On the screen where you choose where to install win 10, if it gives you an error about GPT drives, delete all the partitions on the hdd and press next. If it still gives error, cancel out of the installer and restart PC and start installer again, it will accept next on that screen this time (some PC just need a restart here)

that should remove the BSOD and might fix a few other things along way.

Your link saves me linking this page then (too late): http://www.dell.com/support/home/au/en/aubsd1/product-support/product/xps-8900-desktop/drivers
 
Solution
Yikes. Well yeah, that's an answer, but I consider that to be the nuclear option.

This is a relatively new PC and I have not been negligent about updates excepting when this problem first materialized. Nuking Windows is the last resort. I have no interest in that if it can be avoided. If it can't, that's fine. But I've got other avenues first. Thanks!
 
OK. I just thought I offer easy alternative (not painless but fastest)

What update number is it? does it still show in update history? Curious what it updates. Can you click its link and post the link to web site it shows?

I assume its not a version update? it doesn't restart PC a few times during install?

Its likely a driver that is causing this, dump files might at elast show us what one.
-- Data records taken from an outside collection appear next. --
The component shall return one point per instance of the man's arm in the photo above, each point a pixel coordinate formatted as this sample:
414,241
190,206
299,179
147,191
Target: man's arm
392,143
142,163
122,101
I will help still. version makes running a longer version of dism improbable as you need ISO of current build to run that.
 
After waiting for hours for the big-update that was previously not able to download... I had another agonizing bsod sequence.

So I'm reinstalling Windows after I do some careful backing up. I marked the right answer above, which is basically: reinstall. I hate it when that's the answer. Thanks for your help, Colif!